Assistant Principal Gregg Fonde gave the alumni a tour of the building, which had additions added over the years and is far larger than the high school they recalled. The men expressed surprise at the changes.
“Look at the auditorium seats, they are so plush,” one said. “They used to be hard wood that would give you splinters.”
“What, no chalk?” another said, when shown the smart boards that have replaced classroom blackboards. “What do you throw when the teacher’s not looking?”
They were equally surprised by the opportunities that Pleasantville students have today – 19 Advanced Placement classes open to all, extensive training in music, art and theater, internships that give seniors real-world experience, job training programs for students with special needs, a high-tech television studio where students present the news and – new to most of these alumni, – girls in sports.

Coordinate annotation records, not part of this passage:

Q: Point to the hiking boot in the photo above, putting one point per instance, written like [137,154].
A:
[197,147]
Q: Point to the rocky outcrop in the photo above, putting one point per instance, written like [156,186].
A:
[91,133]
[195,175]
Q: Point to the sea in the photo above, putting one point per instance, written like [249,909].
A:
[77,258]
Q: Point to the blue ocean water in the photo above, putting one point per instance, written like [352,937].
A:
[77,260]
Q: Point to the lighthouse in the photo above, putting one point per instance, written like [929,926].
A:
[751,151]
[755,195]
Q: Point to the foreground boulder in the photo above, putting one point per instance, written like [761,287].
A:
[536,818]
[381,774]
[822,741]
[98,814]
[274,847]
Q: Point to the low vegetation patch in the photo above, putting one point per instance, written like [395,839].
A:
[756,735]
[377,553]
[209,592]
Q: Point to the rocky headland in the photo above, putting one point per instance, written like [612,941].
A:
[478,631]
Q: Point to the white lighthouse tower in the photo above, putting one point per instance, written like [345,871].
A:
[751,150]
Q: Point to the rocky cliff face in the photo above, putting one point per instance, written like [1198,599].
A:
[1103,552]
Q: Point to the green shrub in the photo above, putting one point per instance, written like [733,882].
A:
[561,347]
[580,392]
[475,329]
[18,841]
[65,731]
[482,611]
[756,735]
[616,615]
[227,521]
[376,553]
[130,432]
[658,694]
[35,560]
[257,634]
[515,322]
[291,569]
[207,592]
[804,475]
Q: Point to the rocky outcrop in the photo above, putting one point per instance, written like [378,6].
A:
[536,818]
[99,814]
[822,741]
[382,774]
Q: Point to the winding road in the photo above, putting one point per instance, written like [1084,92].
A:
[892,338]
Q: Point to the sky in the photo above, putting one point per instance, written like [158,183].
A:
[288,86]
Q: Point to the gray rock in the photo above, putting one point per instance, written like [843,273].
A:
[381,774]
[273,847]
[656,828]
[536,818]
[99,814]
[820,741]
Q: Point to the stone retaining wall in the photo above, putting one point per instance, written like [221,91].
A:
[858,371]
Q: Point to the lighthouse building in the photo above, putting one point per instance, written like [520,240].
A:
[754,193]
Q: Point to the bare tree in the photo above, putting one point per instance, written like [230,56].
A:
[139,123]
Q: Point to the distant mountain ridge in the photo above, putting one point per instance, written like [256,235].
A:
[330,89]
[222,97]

Title IX, the federal law ensuring equity in education, was not passed until 1972 and Pleasantville’s first Girls Cross Country Team was started the following year.
Today’s track coach, Tim Dirgins, who joined the group along with past coaches Bob Geddes and Tom Patterson, said the alumni made a generous contribution to the booster fund.
"We are incredibly grateful for the alumni who made the trip back to Pleasantville from near and far,” Dirgins said. “It was great for our athletes to see the love these alumni still hold in their hearts for both Pleasantville and track and cross country."